Indeed, the abundance of badgers in small intensively studied populations is usually estimated from mark–recapture studies (Rogers, Cheeseman & Mallinson 1997; Tuyttens et al. 1999b). These methods are believed to be reliable if the underlying assumptions are valid, if variations in capture probability are adequately controlled, and if an adequate proportion of the badgers is trapped over a sufficient number of trapping occasions (Tuyttens et al. 1999b; Tuyttens 2000). However, live trapping of badgers is expensive, labour-intensive, potentially disturbing to the badger population, and is illegal in many countries without a special permit.

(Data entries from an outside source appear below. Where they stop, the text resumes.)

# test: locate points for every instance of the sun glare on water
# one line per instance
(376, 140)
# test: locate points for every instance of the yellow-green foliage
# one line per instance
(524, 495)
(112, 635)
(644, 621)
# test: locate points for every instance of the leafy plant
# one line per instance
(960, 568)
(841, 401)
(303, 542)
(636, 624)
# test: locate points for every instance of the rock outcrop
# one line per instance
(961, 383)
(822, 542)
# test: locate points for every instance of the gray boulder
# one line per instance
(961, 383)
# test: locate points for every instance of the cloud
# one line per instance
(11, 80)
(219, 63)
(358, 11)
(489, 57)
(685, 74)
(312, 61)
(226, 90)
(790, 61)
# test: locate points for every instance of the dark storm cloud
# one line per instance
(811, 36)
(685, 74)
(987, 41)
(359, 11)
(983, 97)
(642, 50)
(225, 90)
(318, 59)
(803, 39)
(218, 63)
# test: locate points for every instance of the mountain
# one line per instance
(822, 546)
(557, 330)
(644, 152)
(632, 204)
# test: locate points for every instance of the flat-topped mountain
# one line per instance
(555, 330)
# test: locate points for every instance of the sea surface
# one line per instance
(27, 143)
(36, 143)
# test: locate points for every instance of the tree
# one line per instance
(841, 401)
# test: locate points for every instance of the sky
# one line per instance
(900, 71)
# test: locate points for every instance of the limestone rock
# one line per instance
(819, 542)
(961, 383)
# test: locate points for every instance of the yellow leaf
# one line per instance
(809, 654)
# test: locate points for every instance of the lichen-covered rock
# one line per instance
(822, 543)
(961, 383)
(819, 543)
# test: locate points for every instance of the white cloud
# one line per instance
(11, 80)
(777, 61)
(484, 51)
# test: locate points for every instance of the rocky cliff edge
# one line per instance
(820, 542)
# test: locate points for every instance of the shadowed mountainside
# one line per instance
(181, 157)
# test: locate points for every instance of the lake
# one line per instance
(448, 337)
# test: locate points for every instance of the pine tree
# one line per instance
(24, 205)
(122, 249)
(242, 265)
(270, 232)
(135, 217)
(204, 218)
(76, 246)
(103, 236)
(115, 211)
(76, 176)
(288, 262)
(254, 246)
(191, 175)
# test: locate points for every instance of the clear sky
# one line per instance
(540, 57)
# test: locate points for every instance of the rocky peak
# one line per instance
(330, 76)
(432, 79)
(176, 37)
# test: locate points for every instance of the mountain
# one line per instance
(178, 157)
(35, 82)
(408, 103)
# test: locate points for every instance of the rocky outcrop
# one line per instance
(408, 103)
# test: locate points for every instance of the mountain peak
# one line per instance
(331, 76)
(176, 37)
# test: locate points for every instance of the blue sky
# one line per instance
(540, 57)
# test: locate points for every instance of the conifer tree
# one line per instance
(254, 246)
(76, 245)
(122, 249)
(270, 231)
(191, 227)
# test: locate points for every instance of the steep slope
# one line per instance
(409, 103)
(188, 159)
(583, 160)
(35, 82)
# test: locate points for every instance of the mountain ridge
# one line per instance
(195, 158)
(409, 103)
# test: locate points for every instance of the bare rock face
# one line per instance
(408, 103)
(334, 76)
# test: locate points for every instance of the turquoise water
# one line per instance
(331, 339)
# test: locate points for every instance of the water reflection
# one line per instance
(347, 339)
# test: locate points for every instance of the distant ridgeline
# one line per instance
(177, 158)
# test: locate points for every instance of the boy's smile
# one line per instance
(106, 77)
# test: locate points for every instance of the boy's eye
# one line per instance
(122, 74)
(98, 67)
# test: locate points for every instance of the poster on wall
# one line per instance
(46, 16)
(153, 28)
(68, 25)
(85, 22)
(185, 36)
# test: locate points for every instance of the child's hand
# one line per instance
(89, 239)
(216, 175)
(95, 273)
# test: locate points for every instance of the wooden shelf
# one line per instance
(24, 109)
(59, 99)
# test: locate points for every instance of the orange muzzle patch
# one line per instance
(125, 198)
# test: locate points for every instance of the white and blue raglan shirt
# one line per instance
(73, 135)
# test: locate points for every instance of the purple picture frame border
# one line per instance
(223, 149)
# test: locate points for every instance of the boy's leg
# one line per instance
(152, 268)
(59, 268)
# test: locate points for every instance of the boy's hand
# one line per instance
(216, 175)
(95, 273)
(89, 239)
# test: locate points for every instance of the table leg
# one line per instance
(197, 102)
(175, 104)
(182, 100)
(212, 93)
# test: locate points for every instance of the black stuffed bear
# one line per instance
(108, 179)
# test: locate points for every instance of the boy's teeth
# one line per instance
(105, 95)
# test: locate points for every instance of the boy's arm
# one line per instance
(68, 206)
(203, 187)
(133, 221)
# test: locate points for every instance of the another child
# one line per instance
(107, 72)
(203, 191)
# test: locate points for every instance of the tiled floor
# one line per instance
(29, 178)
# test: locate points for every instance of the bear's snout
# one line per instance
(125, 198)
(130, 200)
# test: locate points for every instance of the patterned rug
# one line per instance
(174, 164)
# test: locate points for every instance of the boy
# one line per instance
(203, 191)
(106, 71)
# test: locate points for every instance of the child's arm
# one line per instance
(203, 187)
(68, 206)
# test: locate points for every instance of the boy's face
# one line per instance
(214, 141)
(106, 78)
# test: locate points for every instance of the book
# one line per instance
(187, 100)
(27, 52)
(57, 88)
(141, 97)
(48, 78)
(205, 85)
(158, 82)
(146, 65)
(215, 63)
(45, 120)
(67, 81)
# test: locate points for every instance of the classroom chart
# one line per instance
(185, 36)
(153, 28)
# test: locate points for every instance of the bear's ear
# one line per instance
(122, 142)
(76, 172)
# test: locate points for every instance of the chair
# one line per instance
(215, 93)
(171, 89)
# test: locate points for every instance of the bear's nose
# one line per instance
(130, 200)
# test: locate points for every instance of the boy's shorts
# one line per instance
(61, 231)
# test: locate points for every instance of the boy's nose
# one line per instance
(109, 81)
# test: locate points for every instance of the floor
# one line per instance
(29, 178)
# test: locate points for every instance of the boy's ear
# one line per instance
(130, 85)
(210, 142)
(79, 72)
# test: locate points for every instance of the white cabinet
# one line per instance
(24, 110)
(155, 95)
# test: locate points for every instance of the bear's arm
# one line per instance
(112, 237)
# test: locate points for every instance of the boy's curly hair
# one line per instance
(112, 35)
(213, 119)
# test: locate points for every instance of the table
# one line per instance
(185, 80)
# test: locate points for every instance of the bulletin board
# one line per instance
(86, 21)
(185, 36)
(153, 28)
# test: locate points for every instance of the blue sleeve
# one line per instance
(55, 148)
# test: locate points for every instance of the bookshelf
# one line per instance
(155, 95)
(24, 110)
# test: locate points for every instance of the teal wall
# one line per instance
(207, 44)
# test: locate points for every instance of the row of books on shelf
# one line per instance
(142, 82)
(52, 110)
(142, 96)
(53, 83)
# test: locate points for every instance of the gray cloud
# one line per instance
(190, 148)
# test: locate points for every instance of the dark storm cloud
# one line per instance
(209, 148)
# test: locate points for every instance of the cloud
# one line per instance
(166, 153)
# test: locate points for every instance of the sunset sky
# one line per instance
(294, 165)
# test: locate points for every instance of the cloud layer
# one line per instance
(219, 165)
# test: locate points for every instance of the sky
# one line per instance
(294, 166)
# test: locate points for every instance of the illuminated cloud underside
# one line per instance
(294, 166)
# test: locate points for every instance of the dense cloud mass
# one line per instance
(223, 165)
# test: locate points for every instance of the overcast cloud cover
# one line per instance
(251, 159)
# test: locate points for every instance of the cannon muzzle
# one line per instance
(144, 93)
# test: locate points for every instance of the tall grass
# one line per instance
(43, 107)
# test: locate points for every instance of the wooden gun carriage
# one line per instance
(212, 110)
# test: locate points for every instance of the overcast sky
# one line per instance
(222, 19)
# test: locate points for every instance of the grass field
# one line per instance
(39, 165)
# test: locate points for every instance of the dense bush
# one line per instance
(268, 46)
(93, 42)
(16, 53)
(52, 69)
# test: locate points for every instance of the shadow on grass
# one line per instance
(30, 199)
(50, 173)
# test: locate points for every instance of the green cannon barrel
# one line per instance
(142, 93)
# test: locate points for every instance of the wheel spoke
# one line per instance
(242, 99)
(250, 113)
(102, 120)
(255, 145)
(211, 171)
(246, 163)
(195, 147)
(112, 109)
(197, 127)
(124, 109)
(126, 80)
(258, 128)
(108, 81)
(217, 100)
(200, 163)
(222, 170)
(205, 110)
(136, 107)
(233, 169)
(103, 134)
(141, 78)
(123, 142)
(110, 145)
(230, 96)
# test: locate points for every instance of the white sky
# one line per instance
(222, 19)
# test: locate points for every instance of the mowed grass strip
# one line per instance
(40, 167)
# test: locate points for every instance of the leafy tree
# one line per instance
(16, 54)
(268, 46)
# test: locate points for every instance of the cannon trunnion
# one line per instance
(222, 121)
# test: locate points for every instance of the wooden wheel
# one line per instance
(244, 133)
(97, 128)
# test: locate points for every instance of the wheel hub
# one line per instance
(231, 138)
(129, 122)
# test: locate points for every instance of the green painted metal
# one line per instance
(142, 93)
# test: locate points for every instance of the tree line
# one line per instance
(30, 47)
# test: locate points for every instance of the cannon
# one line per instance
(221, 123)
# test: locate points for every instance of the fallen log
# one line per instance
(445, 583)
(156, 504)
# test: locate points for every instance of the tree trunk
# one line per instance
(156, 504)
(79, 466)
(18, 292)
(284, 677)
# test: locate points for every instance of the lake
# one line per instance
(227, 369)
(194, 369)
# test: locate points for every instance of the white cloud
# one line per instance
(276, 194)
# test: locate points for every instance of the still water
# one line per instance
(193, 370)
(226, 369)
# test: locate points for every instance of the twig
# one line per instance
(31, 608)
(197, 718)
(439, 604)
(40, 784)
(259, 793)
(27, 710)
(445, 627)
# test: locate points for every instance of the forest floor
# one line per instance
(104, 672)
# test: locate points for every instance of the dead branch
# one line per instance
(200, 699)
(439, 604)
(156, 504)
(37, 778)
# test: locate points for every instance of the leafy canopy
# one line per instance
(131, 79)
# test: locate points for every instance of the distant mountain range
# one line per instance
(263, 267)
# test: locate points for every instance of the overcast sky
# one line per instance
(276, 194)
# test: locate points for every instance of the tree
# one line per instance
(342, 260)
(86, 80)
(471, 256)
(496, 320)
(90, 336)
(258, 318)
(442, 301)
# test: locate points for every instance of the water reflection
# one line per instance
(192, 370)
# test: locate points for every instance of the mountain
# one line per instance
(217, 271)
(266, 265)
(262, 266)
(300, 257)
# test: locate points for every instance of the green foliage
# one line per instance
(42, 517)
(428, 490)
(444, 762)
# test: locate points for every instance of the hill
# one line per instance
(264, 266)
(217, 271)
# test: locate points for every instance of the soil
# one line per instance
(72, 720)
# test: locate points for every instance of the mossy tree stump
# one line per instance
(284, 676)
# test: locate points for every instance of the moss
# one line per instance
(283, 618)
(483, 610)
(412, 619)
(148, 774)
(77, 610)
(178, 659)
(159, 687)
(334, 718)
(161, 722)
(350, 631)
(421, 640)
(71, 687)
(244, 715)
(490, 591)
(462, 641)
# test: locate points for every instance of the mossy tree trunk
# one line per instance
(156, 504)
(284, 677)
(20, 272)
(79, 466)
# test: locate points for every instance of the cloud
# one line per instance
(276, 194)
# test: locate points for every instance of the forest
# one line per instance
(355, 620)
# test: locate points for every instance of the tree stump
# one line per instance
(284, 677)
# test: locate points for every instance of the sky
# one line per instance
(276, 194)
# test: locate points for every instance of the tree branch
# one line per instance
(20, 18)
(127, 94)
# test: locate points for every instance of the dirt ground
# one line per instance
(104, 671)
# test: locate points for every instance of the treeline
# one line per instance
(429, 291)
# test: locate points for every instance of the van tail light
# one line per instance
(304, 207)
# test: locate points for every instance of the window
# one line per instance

Faecal counts have frequently been used as a measure of animal abundance (Neff 1968; Putman 1984; Krebs et al. 1986; Sutherland 1996; Plumptre 2000). As badgers defecate in characteristic ‘latrines’, or clusters of dung pits, their excreta are not only easily distinguished from other species but are also relatively easy to find. Several workers have realized that badger density could be estimated if only there was an easy and reliable way of counting these latrines in the field (Brown 1993; Hutchings 1996). This paper reports the feasibility of a badger census method based on the quantification of latrine use. We first tested whether the size of social groups can be predicted from bait-marking studies, and then evaluated whether measurements of latrine use along strip transects correlated with population density in study areas in England where the density of badgers is known from mark–recapture/resight studies.

Methods

Latrine use and social group size

A standard bait-marking trial (Kruuk 1978) was conducted in the North Nibley study area (Gloucestershire, south-west England, National Grid reference ST74,96; for details see Tuyttens et al. 1999b) in the spring of 1996. In February–March a mixture of peanuts, golden syrup and indigestible plastic chips was put down at each active non-outlier sett in the study area in the late afternoon for a period of about 3 weeks. The bait was covered by stones or inserted directly in the sett entrances, in order to reduce uptake by other species. Each sett was given its unique colour of plastic chips. The study area was then surveyed for badger latrines. From the colour of the plastic chips recovered from the faeces it was possible to determine which setts belonged to each social group and which latrines were used by each group (Tuyttens et al. 2000b). For each latrine we recorded the number of pits that contained faeces and the colour of the plastic chips in them (if any). A similar bait-marking and latrine survey took place at Woodchester Park (Gloucestershire, south-west England, National Grid reference SW81,01; for details see Delahay et al. 2000), where the bait was provided for about a fortnight starting at the end of March.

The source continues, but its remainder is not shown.